A diferença entre os estados dos ímpios e dos crentes não conflita com o fato de que uns e outros estão no Hades. Antes da ressurreição, todos pertencem ao reino dos mortos e somente por meio da ressurreição os crentes serão completamente libertos, corpo e alma, do domínio da morte (1Co 15.52-55; Ap 20.13).
Conclusão
Tanto no Antigo como no Novo Testamento a noção da imortalidade da alma está presente, embora não haja uma defesa explícita da ideia. O fato é pressuposto e visto como algo natural. A morte é que se interpõe como fenômeno antinatural, como consequência e punição pelo pecado.
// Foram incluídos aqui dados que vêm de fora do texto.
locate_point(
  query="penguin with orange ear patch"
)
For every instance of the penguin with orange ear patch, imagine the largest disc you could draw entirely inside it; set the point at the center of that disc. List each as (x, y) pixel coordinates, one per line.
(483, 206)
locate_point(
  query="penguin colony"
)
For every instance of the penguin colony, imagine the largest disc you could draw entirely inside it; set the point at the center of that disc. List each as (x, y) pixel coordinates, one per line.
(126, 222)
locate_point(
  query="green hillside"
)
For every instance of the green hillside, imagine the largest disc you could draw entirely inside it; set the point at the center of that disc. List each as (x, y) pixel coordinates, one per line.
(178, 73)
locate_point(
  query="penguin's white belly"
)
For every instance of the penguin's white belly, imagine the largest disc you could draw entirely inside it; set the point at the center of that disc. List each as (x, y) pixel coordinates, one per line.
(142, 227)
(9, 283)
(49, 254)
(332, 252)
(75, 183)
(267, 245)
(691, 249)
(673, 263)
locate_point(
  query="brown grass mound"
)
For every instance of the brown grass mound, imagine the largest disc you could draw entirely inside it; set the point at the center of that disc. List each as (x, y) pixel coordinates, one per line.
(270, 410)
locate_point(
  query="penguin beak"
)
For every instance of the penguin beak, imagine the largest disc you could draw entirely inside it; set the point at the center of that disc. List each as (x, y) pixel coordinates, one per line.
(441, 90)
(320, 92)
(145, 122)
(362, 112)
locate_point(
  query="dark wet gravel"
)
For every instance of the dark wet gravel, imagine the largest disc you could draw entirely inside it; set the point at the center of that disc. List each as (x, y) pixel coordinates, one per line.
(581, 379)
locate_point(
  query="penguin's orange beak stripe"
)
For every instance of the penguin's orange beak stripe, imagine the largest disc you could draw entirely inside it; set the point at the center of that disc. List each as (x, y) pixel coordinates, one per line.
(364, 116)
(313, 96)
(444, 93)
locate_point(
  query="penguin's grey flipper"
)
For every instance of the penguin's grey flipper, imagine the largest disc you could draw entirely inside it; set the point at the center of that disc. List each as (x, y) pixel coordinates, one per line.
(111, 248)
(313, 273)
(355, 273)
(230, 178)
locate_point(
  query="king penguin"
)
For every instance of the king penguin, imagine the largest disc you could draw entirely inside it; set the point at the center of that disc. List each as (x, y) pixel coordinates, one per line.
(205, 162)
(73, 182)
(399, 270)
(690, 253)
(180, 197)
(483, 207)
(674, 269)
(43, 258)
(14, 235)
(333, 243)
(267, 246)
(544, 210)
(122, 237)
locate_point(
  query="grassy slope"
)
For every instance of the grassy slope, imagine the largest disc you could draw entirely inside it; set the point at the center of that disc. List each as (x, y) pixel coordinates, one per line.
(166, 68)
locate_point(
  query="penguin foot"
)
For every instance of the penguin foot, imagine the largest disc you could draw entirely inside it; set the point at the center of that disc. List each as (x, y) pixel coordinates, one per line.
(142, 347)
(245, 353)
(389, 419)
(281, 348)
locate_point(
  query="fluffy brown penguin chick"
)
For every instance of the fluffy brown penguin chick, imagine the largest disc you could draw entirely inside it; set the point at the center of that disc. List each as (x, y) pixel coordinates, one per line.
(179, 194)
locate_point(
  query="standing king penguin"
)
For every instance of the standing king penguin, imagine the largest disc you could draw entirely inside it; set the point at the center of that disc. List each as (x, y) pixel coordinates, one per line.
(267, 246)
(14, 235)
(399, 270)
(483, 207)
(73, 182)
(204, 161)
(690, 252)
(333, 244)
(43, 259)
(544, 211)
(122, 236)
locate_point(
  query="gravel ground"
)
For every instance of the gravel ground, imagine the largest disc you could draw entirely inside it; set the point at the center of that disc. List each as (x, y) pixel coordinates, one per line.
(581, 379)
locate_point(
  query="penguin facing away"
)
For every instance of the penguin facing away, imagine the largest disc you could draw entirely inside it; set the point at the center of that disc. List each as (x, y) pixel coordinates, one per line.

Após a morte, todos seguem ao Sheol/Hades, ao reino dos mortos ou ao estado de morte, onde vivem os crentes e os incrédulos. O quinhão de uns e de outros é mais explicitamente diferenciado no Novo Testamento, onde se observa com mais clareza que, com a morte, os crentes já entram em um estado de bem-aventurança e os ímpios em um estado de tormento, ambos provisórios. Mas isso nos leva ao tema que será mais detalhadamente explorado no próximo estudo, o Estado Intermediário.